With the new AML package, the European Union has taken significant steps to enhance cooperation and information sharing at all levels: among FIUs (including those outside the Union), among supervisors (also including those from outside the Union), between various authorities at national and EU levels, and between the private sector and public authorities.

The AML Regulation now introduces, for the first time, a legal basis for public private information-sharing partnerships. These partnerships will enable structured and secure exchanges between financial institutions, supervisors, FIUs and law enforcement authorities. AMLA’s coordinating role here will be critical. By setting common safeguards (ensuring data protection) and facilitating collaboration, AMLA will help foster a more intelligent use of information. 

If data protection, fundamental rights and national law criminal requirements are met, then the judicial system will be able to use the information and gathered intelligence, for prosecution. This is simplification through smarter cooperation.

Trust

Fifth and finally, simplification is also about trust. The European Commission has been clear that AMLA’s mission is to harmonise supervision, ensure coordination, and build and maintain trust. Trust among authorities, trust between supervisors and the private sector, and ultimately trust from citizens that the system works.
A system that is consistent, transparent, and predictable is one that institutions, public and private, can follow with confidence — and one that criminals will find much harder to exploit.

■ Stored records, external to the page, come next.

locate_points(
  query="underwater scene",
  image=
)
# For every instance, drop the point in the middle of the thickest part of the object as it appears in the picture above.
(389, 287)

So, when we talk about simplification of AML requirements, we are really talking about creating clarity, coherence, and consistency across Europe. We are moving from a fragmented landscape of national rules to a unified European framework that is easier to apply, easier to supervise, and ultimately more effective in protecting the integrity of our financial system.

And in that journey, AMLA will be the key actor — hopefully turning complexity into clarity, fragmentation into unity, and compliance into a shared European effort through smarter cooperation.